Now new insights into the biology of mental illness have made it possible to treat them in a similar fashion.
Aerobics for the Brain
In neurofeedback (also known as neurotherapy), therapists attach electrodes to patients' unshaved scalps. Through these electrodes, a device measures electrical impulses in the brain, amplifies them, and then records them. These impulses are divided into different types of brain waves.
For example, in order to concentrate on a task, parts of the brain must produce more high-frequency beta waves. To relax, the brain must produce more low-frequency theta waves
Using a program similar to a computer game (only without a joystick), people learn to control the video display by achieving the mental state that produces increases in the desired brain wave. Some practitioners call it "aerobics for the brain."

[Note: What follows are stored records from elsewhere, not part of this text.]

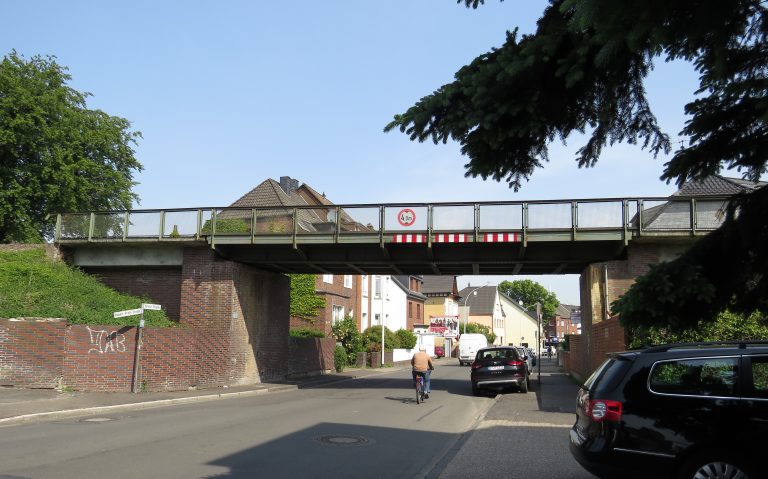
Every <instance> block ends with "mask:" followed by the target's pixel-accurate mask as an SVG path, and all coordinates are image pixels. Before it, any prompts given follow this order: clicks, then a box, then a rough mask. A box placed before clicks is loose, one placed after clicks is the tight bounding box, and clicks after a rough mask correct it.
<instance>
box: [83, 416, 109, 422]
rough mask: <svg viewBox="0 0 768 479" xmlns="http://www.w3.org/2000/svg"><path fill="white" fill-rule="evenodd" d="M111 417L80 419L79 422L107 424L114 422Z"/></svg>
mask: <svg viewBox="0 0 768 479" xmlns="http://www.w3.org/2000/svg"><path fill="white" fill-rule="evenodd" d="M114 420H115V418H112V417H89V418H87V419H81V420H80V422H109V421H114Z"/></svg>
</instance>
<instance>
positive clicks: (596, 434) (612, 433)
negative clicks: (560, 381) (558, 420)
mask: <svg viewBox="0 0 768 479" xmlns="http://www.w3.org/2000/svg"><path fill="white" fill-rule="evenodd" d="M570 449H571V453H572V454H573V456H574V457H575V458H576V460H577V461H578V462H579V463H580V464H581V465H582V466H583V467H584V468H585V469H587V470H588V471H590V472H591V473H593V474H595V475H597V476H598V477H603V478H608V477H631V476H637V477H676V478H683V479H694V478H695V479H708V478H731V479H737V478H739V479H747V478H750V479H757V478H761V477H768V472H766V466H765V465H764V464H762V463H764V460H763V458H762V454H765V452H766V451H768V342H765V341H755V342H740V343H717V344H715V343H689V344H671V345H665V346H656V347H652V348H648V349H644V350H640V351H628V352H622V353H614V354H610V355H609V357H608V359H607V360H606V361H605V362H604V363H603V364H602V365H601V366H600V367H599V368H598V369H597V370H596V371H595V372H594V373H593V374H592V375H591V376H590V377H589V379H587V381H586V382H585V383H584V385H583V386H582V387H581V389H580V390H579V393H578V396H577V408H576V423H575V424H574V426H573V428H571V431H570Z"/></svg>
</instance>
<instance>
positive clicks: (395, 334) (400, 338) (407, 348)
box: [395, 328, 419, 349]
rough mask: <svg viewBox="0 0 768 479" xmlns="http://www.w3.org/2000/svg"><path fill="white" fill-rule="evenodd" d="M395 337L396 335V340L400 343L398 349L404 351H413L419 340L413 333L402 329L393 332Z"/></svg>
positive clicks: (404, 329) (415, 335)
mask: <svg viewBox="0 0 768 479" xmlns="http://www.w3.org/2000/svg"><path fill="white" fill-rule="evenodd" d="M395 335H397V339H398V341H399V342H400V347H401V348H404V349H413V347H414V346H416V343H417V342H418V340H419V338H417V337H416V335H415V334H413V332H411V331H408V330H407V329H403V328H400V329H398V330H397V331H395Z"/></svg>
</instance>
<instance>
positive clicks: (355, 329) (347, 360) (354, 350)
mask: <svg viewBox="0 0 768 479" xmlns="http://www.w3.org/2000/svg"><path fill="white" fill-rule="evenodd" d="M331 329H332V331H333V337H334V338H335V339H336V341H338V342H340V343H341V345H342V346H343V347H344V350H345V351H346V352H347V363H348V364H355V362H356V361H357V353H359V352H362V351H364V350H365V348H364V347H363V335H362V334H360V332H359V331H358V330H357V323H356V322H355V319H354V318H352V317H351V316H347V317H345V318H344V319H342V320H341V321H338V322H337V323H335V324H334V325H333V326H332V327H331Z"/></svg>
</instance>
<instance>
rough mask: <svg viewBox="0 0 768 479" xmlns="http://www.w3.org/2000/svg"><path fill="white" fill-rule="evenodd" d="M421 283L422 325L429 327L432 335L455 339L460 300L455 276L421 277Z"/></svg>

In epilepsy, where once only medications and surgery could reduce seizures, neurofeedback is showing results. A German study published in the April 1999 journal Clinical Neurophysiology found that two thirds of epilepsy patients could reduce their seizure rate by learning to control very low frequency brain waves in the cortex.
"In people with epilepsy, part of the brain has become unstable, and occasionally it triggers the rest of the brain into seizure," explains Siegfried Othmer, Ph.D., an Encino, Calif. physicist who trains biofeedback therapists. Neurofeedback may help stabilize those circuits and reduce the probability of seizures."